Interpretive Summary: Common bean includes multiple dry bean seed types that differ in size, shape and color and are known collectively as dry beans. Dry beans are a short season crop that matures in 85-100 days. Consequently, beans are produced largely in northern states or at higher elevations in the intermountain and western states. Approximately 70% of total acreage planted to beans in the U.S. is grown under rainfed conditions in the East, Midwest and Upper Midwest, whereas essentially all western production in semiarid states is grown under irrigation. Currently there are four public bean breeding programs at major land grant Universities, four USDA-ARS programs that focus on bean genetics and pathology and four private companies actively working on bean breeding.

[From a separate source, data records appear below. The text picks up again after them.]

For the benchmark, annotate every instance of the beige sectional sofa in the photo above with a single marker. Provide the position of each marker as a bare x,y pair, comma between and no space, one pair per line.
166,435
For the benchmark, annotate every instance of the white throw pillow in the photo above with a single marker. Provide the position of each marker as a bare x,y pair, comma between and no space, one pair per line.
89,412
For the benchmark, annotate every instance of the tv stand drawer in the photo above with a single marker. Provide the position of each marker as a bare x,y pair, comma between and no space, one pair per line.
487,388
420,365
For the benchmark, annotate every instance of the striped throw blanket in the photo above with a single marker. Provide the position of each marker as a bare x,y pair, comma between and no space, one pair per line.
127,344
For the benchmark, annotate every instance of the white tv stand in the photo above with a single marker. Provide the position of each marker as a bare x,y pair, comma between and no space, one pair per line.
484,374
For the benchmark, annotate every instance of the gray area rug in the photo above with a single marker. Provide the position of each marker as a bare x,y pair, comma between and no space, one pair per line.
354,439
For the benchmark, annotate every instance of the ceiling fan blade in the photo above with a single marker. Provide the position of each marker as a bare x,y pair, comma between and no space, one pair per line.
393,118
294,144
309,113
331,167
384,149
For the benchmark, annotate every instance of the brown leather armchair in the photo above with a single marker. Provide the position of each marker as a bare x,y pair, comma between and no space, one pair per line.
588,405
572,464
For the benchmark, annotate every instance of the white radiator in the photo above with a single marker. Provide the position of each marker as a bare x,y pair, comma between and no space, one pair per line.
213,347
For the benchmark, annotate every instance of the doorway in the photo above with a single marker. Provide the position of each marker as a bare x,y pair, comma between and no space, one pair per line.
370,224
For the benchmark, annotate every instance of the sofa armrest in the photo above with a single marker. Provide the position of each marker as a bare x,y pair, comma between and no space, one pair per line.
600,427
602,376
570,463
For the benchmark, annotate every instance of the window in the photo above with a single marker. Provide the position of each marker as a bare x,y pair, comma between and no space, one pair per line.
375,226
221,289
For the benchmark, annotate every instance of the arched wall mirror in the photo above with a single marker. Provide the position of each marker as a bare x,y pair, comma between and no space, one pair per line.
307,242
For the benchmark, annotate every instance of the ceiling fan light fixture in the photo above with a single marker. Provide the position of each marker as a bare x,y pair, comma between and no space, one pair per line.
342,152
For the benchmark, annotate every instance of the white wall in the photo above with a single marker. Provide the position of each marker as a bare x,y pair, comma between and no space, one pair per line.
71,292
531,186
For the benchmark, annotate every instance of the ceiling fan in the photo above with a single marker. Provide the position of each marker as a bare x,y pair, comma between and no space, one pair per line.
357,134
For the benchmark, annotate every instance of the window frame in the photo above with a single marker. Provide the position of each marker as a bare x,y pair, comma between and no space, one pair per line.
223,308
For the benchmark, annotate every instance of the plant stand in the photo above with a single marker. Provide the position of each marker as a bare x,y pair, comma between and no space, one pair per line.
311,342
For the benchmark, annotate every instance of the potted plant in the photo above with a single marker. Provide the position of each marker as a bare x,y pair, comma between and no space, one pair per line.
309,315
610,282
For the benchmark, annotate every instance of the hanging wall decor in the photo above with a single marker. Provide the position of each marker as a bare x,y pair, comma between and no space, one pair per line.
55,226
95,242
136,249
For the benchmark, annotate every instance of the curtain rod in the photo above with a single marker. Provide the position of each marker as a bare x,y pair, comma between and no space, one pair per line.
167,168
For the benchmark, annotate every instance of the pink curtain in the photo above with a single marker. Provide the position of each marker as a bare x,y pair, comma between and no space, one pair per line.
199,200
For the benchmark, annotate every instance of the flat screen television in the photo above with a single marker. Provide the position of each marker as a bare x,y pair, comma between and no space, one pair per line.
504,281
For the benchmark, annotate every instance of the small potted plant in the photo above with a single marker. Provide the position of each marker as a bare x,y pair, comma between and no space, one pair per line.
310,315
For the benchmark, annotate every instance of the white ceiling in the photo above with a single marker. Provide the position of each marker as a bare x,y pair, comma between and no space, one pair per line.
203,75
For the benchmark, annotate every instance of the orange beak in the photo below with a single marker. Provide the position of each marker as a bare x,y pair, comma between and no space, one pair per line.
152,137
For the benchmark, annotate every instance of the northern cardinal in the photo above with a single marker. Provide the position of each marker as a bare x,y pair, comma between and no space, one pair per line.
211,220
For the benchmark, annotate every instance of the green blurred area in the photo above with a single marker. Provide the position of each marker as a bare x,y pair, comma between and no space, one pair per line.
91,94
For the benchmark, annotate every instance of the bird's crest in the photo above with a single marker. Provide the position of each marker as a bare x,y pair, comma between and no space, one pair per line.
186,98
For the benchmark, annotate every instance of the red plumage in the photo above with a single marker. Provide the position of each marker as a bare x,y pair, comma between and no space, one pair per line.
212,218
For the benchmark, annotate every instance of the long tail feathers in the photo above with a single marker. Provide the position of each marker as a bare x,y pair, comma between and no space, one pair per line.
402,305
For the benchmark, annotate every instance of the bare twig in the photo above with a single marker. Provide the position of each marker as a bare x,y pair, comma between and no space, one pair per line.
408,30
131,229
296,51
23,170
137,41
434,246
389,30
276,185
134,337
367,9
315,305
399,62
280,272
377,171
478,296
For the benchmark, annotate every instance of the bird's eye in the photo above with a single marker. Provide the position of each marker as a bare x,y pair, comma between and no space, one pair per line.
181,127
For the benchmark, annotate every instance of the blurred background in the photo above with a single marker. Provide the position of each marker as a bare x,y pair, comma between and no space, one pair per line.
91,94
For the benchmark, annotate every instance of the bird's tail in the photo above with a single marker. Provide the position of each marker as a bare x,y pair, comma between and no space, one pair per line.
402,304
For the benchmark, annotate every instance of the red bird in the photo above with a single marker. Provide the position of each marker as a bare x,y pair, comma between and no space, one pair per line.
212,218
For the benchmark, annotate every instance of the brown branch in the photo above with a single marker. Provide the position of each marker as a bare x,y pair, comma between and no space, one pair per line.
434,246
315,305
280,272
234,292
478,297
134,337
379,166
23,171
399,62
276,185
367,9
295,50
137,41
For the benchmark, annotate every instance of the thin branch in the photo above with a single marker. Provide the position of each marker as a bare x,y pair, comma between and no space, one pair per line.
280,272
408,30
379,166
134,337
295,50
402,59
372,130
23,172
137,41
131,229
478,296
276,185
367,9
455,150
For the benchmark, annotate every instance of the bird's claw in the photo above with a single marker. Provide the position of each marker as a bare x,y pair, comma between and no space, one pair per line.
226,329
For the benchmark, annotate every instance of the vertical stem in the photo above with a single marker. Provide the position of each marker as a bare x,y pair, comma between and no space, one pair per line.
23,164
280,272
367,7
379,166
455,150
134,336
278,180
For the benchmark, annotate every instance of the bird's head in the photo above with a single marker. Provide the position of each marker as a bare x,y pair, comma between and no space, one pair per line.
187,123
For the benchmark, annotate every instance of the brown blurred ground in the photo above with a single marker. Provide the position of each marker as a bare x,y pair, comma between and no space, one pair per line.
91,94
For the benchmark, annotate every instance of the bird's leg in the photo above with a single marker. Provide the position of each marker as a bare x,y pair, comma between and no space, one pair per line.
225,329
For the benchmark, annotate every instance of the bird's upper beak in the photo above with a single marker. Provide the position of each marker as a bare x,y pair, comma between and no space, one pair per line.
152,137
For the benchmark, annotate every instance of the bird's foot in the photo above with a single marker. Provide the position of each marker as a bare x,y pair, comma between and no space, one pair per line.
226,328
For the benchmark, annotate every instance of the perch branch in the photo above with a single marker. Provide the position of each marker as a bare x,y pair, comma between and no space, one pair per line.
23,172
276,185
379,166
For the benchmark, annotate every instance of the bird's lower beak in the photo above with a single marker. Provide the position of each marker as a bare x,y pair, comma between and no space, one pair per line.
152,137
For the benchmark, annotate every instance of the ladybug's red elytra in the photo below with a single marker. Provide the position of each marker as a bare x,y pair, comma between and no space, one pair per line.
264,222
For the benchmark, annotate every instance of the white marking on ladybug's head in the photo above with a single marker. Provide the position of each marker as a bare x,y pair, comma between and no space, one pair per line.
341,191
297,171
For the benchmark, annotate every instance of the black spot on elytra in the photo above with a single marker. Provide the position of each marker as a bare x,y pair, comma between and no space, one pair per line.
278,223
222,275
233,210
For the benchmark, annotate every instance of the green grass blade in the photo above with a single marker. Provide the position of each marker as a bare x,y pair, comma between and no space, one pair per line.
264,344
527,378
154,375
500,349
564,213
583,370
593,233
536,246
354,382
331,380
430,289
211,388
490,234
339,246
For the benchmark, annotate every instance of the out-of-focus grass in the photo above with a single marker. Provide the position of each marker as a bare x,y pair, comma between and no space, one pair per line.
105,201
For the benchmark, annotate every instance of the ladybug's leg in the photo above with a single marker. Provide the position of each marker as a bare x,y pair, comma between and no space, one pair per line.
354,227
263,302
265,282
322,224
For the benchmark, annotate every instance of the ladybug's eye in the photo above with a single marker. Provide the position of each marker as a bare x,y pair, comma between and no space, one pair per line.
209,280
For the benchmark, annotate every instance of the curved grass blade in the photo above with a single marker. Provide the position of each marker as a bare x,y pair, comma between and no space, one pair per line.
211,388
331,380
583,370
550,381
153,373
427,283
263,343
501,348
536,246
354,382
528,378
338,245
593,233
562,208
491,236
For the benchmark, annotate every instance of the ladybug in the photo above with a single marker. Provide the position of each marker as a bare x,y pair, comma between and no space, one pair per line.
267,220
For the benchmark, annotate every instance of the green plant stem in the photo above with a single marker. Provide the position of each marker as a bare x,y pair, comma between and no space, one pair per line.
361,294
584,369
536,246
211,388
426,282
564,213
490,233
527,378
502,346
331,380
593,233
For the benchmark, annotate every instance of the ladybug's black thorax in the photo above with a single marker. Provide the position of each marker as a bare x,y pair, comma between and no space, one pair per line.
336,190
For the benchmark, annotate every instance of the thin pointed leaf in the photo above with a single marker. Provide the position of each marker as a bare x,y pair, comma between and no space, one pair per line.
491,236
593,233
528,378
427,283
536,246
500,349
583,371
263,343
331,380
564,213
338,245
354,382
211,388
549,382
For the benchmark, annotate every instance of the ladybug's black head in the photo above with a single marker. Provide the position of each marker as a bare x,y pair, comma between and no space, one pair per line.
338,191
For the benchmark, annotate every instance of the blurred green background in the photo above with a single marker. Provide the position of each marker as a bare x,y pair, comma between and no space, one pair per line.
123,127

The major dry bean breeding objectives include seed yield, disease resistance, abiotic stress tolerance, agronomic quality, and processing quality.
Technical Abstract: Common bean (Phaseolus vulgaris L.) includes a wide array of edible dry bean seed types that differ in size, shape and color and are known collectively as dry beans; and the many horticultural pod types that also vary in color, size, shape and flavor known collectively as snap or garden or green beans. The major focus of this chapter will be on dry bean breeding but many of the characteristics discussed are common to both horticultural types. Common bean is a self-pollinated diploid crop (2n=2x=22) with a small genome size of approximately 587 million base pairs distributed along eleven chromosomes. The breeding systems used to improve the crop and the genetic structure of the varieties released to farmers is dependent on the pollination system and flower structure. Varieties are highly inbred homozygous pure lines that maintain their genetic integrity and stability for generations. Bean varieties do not ‘run- out’ or change due to genetic drift but perceived changes due to inadvertent seed mixtures that go undetected, low levels of outcrossing in the field and the accumulation of seed borne bacterial, fungal and/or viral pathogens can occur. More subtle changes may result in differential performance from changes in climate or from the emergence of new pathogen strains to which the variety is not adapted or lacks resistance. Since beans are an inbreeding species, with no effective mechanism to transfer pollen, hybrid bean varieties are not a viable option at this time. The first dry bean breeding program in the U.S. was established at Michigan State University (formerly Michigan State College) in the early 1900s. This was followed by the establishment of a breeding program at the University of Idaho in 1925 (Singh et al. 2007) and the most recent bean breeding program was established at North Dakota State University in the early 1980s. Currently there are four public bean breeding programs at major land grant Universities, four USDA-ARS programs that focus on bean genetics and pathology and four private companies actively working on bean breeding.